A national project on environmentally friendlier motor vehicles will invest more than 1 billion yuan (US$120 million) by the end of 2004 on further developing the cleaner technology in China, experts discussing the project said yesterday.
The promotion of vehicles with low exhaust emissions is a solution to air pollution in China, especially in big cities such as Beijing and Shanghai.
In 1999, China launched a National Clean Automobile Taskforce to promote cleaner vehicles across the country, according to Shi Dinghuan, an official with the Ministry of Science and Technology.
The latest project on the development and demonstration of crucial technologies for cleaner automobiles is designed to promote the work further. Experts and government officials, car makers and research institutions discussed the project yesterday.
Of the investment needed by the project, 43 million yuan (US$5.2 million) will come from the central government, said Wang Binggang, the chief expert on the taskforce's experts group, who presented details of the project yesterday.
Through the project, motor manufacturers and local governments in China are expected to continue to invest further in the development of cleaner vehicles.
Wang said that, by the end of 2004, between 10 and 13 pilot projects will be established for the use of cleaner automobiles driven by compressed natural gas, liquefied natural gas, liquefied petroleum gas, substitute fuels such as methanol, and electric engines.

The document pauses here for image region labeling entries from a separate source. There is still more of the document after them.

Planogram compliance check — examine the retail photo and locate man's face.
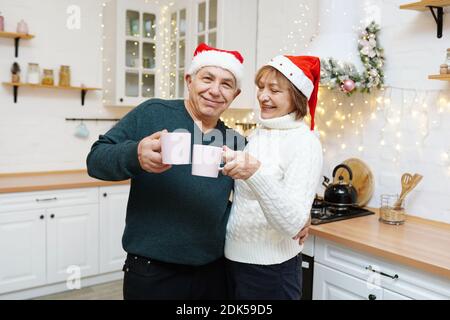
[186,67,241,120]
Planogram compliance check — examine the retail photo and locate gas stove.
[311,197,375,225]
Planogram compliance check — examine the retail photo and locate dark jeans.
[123,254,228,300]
[227,254,302,300]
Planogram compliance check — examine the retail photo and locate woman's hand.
[222,146,261,180]
[292,217,311,245]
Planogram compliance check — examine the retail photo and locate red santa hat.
[267,56,320,130]
[186,43,244,88]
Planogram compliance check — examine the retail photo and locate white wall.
[258,0,450,222]
[0,0,128,173]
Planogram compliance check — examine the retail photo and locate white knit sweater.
[225,113,323,265]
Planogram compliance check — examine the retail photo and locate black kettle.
[322,164,358,210]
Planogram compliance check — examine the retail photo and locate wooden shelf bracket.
[428,6,444,39]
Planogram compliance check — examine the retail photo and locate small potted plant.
[11,62,20,83]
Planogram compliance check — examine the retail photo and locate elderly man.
[87,44,245,299]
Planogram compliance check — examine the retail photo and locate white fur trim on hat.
[186,50,244,88]
[267,56,314,100]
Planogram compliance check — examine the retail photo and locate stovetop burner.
[311,198,374,225]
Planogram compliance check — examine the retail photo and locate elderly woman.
[223,56,323,300]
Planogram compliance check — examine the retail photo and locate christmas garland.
[320,22,385,95]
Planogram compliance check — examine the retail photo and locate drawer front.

Such demonstration projects will involve at least 900 vehicles, which will meet the European Union's Euro II emission standard or even Euro III, Wang said.
About 10 to 15 cities around the country will be selected to concentrate on the application of cleaner vehicles, he said.
In those cities, more than 50 percent of taxis and buses will use cleaner technology.
According to Wang, 37 experimental bases for cleaner automobiles and five production bases for gas-fuelled vehicles have already been established in China.
In the Chinese market, there are now 35 types of gas-fuelled cars and 56 gas-fuelled buses, he said.
There are estimated to around 150,000 cleaner automobiles in China, which account for nearly 1 percent of the total number of motor vehicles in the country.
Nearly 130,000 of the cleaner automobiles are in 12 cities which had been selected as pilot cities, including Beijing, Shanghai, and Tianjin.
Despite the fact that the automobiles' emission levels are relatively low, many of them still fail to meet the Euro I emission standard, Wang pointed out. That is because most of them are refitted vehicles, he explained.